Le jeu possède quelques petits défauts, la jouabilité n’est peut-être pas aussi précise qu’elle devrait l’être et les couleurs et la caméra font qu’il est parfois difficile de distinguer son propre personnage, toutefois il offre un bon défi de plate-formes, une bonne histoire, et une très bonne expérience en général.

Rising Dusk

Quand j’ai acheté Rising Dusk, il n’avait pas assez de commentaires sur Steam pour avoir une note globale. Aujourd’hui, 5 mois après sa sortie, il n’y a que 21 avis sur le jeu. Autant dire qu’il est passé inaperçu.

Rising Dusk est un curieux mélange de plate-formes et de casse-tête. On traverse différents niveaux sur une carte du monde, et chaque niveau nous débloque l’accès à un ou deux niveaux suivants.

Les niveaux sont jonchés de pièces et de blocs numérotés. Ces numéros représentent la quantité de pièces nécessaires pour faire apparaître ou disparaître le bloc. Cette dynamique des blocs ouvre ou ferme certains passages dans le niveau en fonction de la quantité de pièces qu’on a ramassé dans le niveau. C’est donc un jeu où, contrairement aux autres platformers, il faut éviter autant que possible de ramasser les pièces, jusqu’à ce qu’on en ait vraiment besoin.
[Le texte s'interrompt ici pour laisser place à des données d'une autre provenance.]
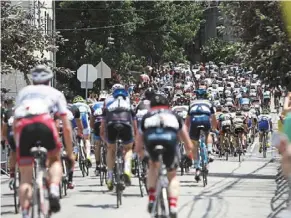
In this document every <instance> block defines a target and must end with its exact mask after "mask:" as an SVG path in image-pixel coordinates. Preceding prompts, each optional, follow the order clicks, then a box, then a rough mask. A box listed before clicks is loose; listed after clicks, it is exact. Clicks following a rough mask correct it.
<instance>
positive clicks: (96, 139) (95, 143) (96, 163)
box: [92, 122, 101, 172]
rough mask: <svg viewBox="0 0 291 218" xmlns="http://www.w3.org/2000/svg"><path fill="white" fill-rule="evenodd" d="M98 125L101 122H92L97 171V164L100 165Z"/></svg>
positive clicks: (99, 146) (98, 165) (98, 131)
mask: <svg viewBox="0 0 291 218" xmlns="http://www.w3.org/2000/svg"><path fill="white" fill-rule="evenodd" d="M100 125H101V122H95V123H94V133H93V135H92V137H93V139H94V144H95V160H96V172H98V171H99V165H100V144H101V137H100Z"/></svg>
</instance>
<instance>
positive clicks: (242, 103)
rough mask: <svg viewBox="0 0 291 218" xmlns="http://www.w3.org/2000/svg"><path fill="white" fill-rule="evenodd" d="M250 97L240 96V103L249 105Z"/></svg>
mask: <svg viewBox="0 0 291 218" xmlns="http://www.w3.org/2000/svg"><path fill="white" fill-rule="evenodd" d="M250 102H251V101H250V99H249V98H241V99H240V105H249V104H250Z"/></svg>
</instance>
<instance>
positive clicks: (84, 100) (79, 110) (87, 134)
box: [73, 95, 92, 167]
mask: <svg viewBox="0 0 291 218" xmlns="http://www.w3.org/2000/svg"><path fill="white" fill-rule="evenodd" d="M73 104H74V105H75V106H76V107H77V108H78V109H79V111H80V114H81V120H82V124H83V137H84V145H85V151H86V159H87V165H88V167H91V166H92V163H91V156H90V153H91V143H90V133H91V128H90V124H89V120H90V119H91V114H92V113H91V109H90V107H89V106H88V105H87V104H86V101H85V100H84V99H83V98H82V97H81V96H80V95H78V96H76V97H75V98H74V100H73Z"/></svg>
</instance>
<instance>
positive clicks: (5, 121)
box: [3, 108, 16, 151]
mask: <svg viewBox="0 0 291 218" xmlns="http://www.w3.org/2000/svg"><path fill="white" fill-rule="evenodd" d="M13 122H14V117H13V109H12V108H10V109H6V110H5V111H4V113H3V123H5V124H7V139H8V143H9V145H10V148H11V149H12V150H13V151H15V149H16V147H15V141H14V137H13V128H12V125H13Z"/></svg>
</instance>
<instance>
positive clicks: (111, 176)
mask: <svg viewBox="0 0 291 218" xmlns="http://www.w3.org/2000/svg"><path fill="white" fill-rule="evenodd" d="M112 177H113V171H112V170H108V179H110V180H112Z"/></svg>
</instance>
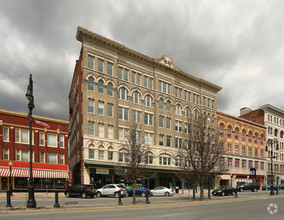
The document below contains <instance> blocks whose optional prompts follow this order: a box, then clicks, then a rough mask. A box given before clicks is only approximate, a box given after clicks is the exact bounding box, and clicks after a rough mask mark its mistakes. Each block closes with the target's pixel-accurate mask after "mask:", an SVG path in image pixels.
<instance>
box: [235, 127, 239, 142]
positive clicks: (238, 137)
mask: <svg viewBox="0 0 284 220" xmlns="http://www.w3.org/2000/svg"><path fill="white" fill-rule="evenodd" d="M235 139H236V140H238V139H239V129H238V128H236V129H235Z"/></svg>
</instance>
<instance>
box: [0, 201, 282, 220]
mask: <svg viewBox="0 0 284 220" xmlns="http://www.w3.org/2000/svg"><path fill="white" fill-rule="evenodd" d="M271 204H272V205H271ZM275 205H276V206H277V207H276V206H275ZM268 207H270V209H269V210H268ZM269 211H270V213H269ZM283 216H284V197H272V198H271V197H257V198H255V199H245V198H243V199H236V200H232V199H228V200H226V199H225V200H219V201H218V200H213V201H210V202H209V203H206V202H205V203H195V204H189V205H172V206H148V207H139V208H114V209H108V210H82V211H60V209H57V211H56V212H55V211H51V212H34V213H19V214H6V215H0V219H1V220H2V219H3V220H6V219H7V220H8V219H9V220H13V219H15V220H26V219H27V220H30V219H40V220H57V219H58V220H59V219H60V220H65V219H66V220H73V219H80V220H84V219H88V220H89V219H103V220H108V219H115V220H133V219H135V220H140V219H141V220H142V219H143V220H145V219H147V220H152V219H155V220H159V219H163V220H164V219H174V220H180V219H213V220H215V219H216V220H217V219H218V220H222V219H230V220H238V219H250V220H251V219H257V220H261V219H272V220H273V219H281V220H282V219H283Z"/></svg>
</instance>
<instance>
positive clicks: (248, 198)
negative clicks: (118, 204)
mask: <svg viewBox="0 0 284 220" xmlns="http://www.w3.org/2000/svg"><path fill="white" fill-rule="evenodd" d="M261 197H263V198H265V199H267V198H279V197H284V195H274V196H273V197H271V196H261ZM258 198H260V196H259V197H247V198H229V199H219V200H204V201H190V202H181V203H167V204H162V203H159V204H145V205H125V206H118V205H115V206H104V207H70V208H46V207H45V208H43V209H22V210H15V209H14V210H5V211H0V215H1V214H7V215H8V214H19V213H37V212H50V211H52V212H63V211H84V210H110V209H129V208H146V207H148V208H149V207H162V206H181V205H198V204H210V203H223V202H227V201H247V200H254V199H258Z"/></svg>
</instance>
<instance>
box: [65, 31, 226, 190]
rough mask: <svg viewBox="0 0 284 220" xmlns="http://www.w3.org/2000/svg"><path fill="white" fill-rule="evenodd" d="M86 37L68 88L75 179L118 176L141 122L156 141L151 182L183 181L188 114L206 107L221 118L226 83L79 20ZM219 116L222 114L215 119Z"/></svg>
mask: <svg viewBox="0 0 284 220" xmlns="http://www.w3.org/2000/svg"><path fill="white" fill-rule="evenodd" d="M76 38H77V40H78V41H80V42H82V48H81V52H80V56H79V60H78V61H77V62H76V67H75V70H74V75H73V80H72V85H71V88H70V94H69V101H70V104H69V105H70V124H69V126H70V127H69V129H70V131H71V134H70V136H69V141H70V169H71V170H72V173H73V175H72V176H73V181H74V183H75V182H76V183H79V182H81V183H86V184H90V183H91V184H95V185H96V186H97V187H99V186H101V185H104V184H106V183H112V182H117V181H118V179H117V176H116V175H115V173H114V166H116V165H118V163H119V162H120V163H123V162H124V156H123V149H122V143H125V139H124V138H125V134H127V132H128V129H129V127H130V124H131V123H132V122H137V123H138V124H139V125H140V127H141V132H142V133H143V135H144V139H145V144H146V145H147V146H150V148H151V150H150V151H149V161H148V165H147V167H148V168H149V169H151V171H152V172H154V173H155V174H156V178H155V179H152V180H148V181H147V182H143V184H145V185H146V186H148V187H150V188H151V187H154V186H155V185H165V186H169V185H170V184H172V185H173V186H175V185H179V186H180V187H182V185H183V184H182V183H181V182H180V181H179V180H178V179H177V178H176V175H175V173H176V172H177V171H179V168H178V167H177V166H176V163H175V155H176V152H177V151H178V149H179V148H180V147H181V142H182V137H183V132H184V131H186V130H187V128H186V127H187V124H186V121H188V118H189V117H192V115H194V113H196V112H198V111H199V109H200V108H201V107H202V108H203V109H205V110H206V111H207V112H208V113H209V114H210V115H211V116H213V118H214V117H215V118H216V105H217V92H218V91H219V90H220V89H221V88H220V87H219V86H216V85H214V84H212V83H210V82H208V81H206V80H203V79H199V78H196V77H194V76H192V75H190V74H188V73H186V72H184V71H182V70H181V69H179V68H178V67H177V65H176V64H175V63H174V61H173V60H172V59H171V58H168V57H166V56H161V57H160V58H151V57H148V56H146V55H143V54H141V53H139V52H137V51H134V50H132V49H129V48H127V47H125V46H124V45H121V44H119V43H117V42H114V41H112V40H109V39H107V38H105V37H102V36H100V35H98V34H96V33H93V32H91V31H89V30H86V29H84V28H81V27H78V30H77V35H76ZM215 121H216V119H215Z"/></svg>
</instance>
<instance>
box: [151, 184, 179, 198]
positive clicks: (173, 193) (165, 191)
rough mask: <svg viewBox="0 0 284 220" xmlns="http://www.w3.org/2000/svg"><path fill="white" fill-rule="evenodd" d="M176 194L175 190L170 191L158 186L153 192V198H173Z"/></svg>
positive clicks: (166, 189) (154, 189)
mask: <svg viewBox="0 0 284 220" xmlns="http://www.w3.org/2000/svg"><path fill="white" fill-rule="evenodd" d="M173 194H174V190H173V189H169V188H167V187H164V186H157V187H156V188H155V189H152V190H151V195H152V196H172V195H173Z"/></svg>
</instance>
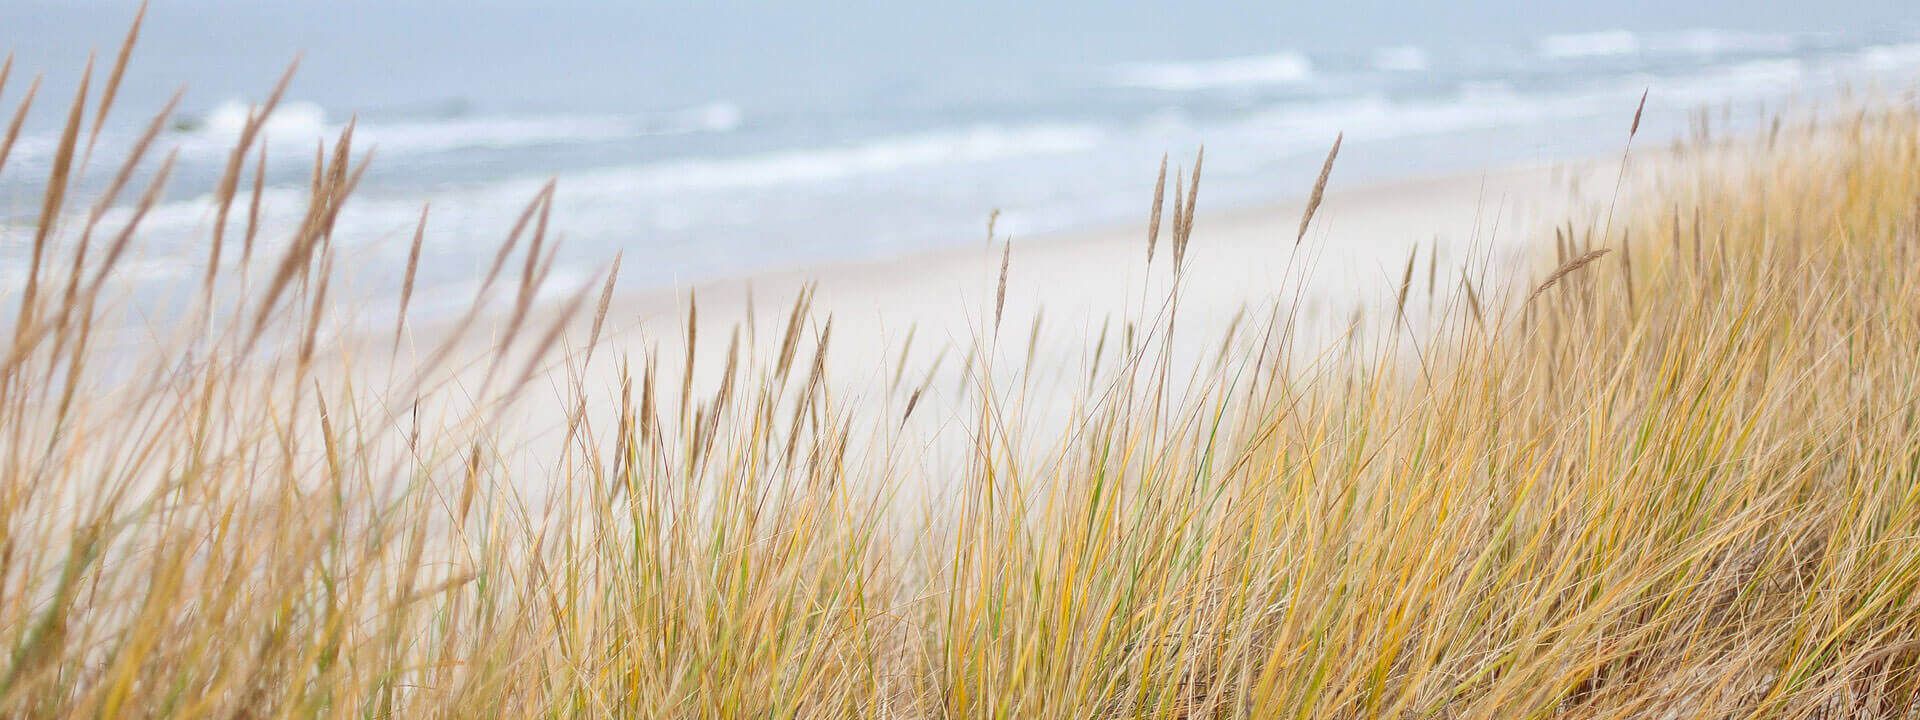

Dans les niveaux on récolte des statues de chat, des cassettes, des os et probablement d’autres collectibles qui vont éventuellement servir à quelque chose (ou pas). C’est là que réside le côté casse-tête, puisque l’agencement des blocs dans une zone peut rendre l’accès au collectible compliqué, voire totalement impossible en fonction du nombre de pièces qu’on a.

Les blocs marqués d’un numéro disparaissent lorsqu’on les touche, si on a un nombre de pièces égal ou supérieur à leur numéro.

Les ennemis réguliers ne peuvent pas nous tuer autrement qu’en nous poussant dans le vide. On peut se servir d’eux pour leur rebondir dessus, les faire appuyer sur des boutons au sol, ou leur faire pousser des rochers ou d’autres blocs mobiles pour nous, ou même pour qu’ils nous poussent de l’autre côté d’un trou autrement infranchissable.

Il y a aussi d’autres blocs qui apparaissent (au lieu de disparaître) si on a suffisamment de pièces, et d’autres blocs qui sont uniquement trigger lorsque ce sont les ennemis qui les touchent. J’ai seulement 2 heures de jeu et cette dernière mécanique vient d’apparaître, à n’en pas douter que le jeu en réserve plein d’autres.